Selfoss has been rapidly growing for the last few years, much faster than the national average. It is within a one-hour drive of all Iceland’s major nature attractions in the south, including the Golden Circle wonders and the South Coast waterfalls and black sand beaches.

Selfoss got its municipal rights in 1978, and Icelanders sometimes refer to it as the capital of the South. The town started developing in 1891, when Icelanders built a suspension bridge across the Olfusa river.  Olfusa runs through the town, filled with both glacial water and lake water from the Thingvallavatn.

The people of the town base their livelihood on small industries, commerce, agricultural services and tourism. In fact, some Selfoss residents commute to work in Reykjavik, which is about one hour away by car.  They enjoy the town’s friendly and family oriented atmosphere.

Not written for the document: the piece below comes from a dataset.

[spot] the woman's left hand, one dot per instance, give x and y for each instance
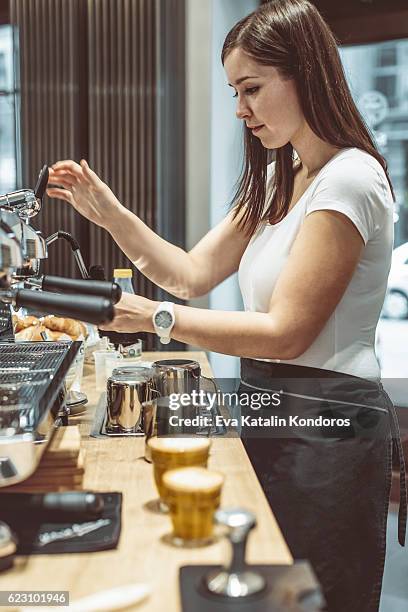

A Town in Touch with the Past

Some towns are old, and some are new. However, in Selfoss the past connects with the present in a truly unique way. Thirty-five historic buildings that had been fire damaged or had fallen into disrepair now have a new life.  The locals have reconstructed the buildings to serve as a beautiful cultural center in the downtown area. The new Selfoss Centre hosts shops, restaurants, accommodation and cultural activities of different kinds.

Selfoss is a great base to explore South Iceland, and visitors will find plenty of choices for dining and activities.  Additionally, the town has one of the largest geothermal swimming pool complexes in South Iceland.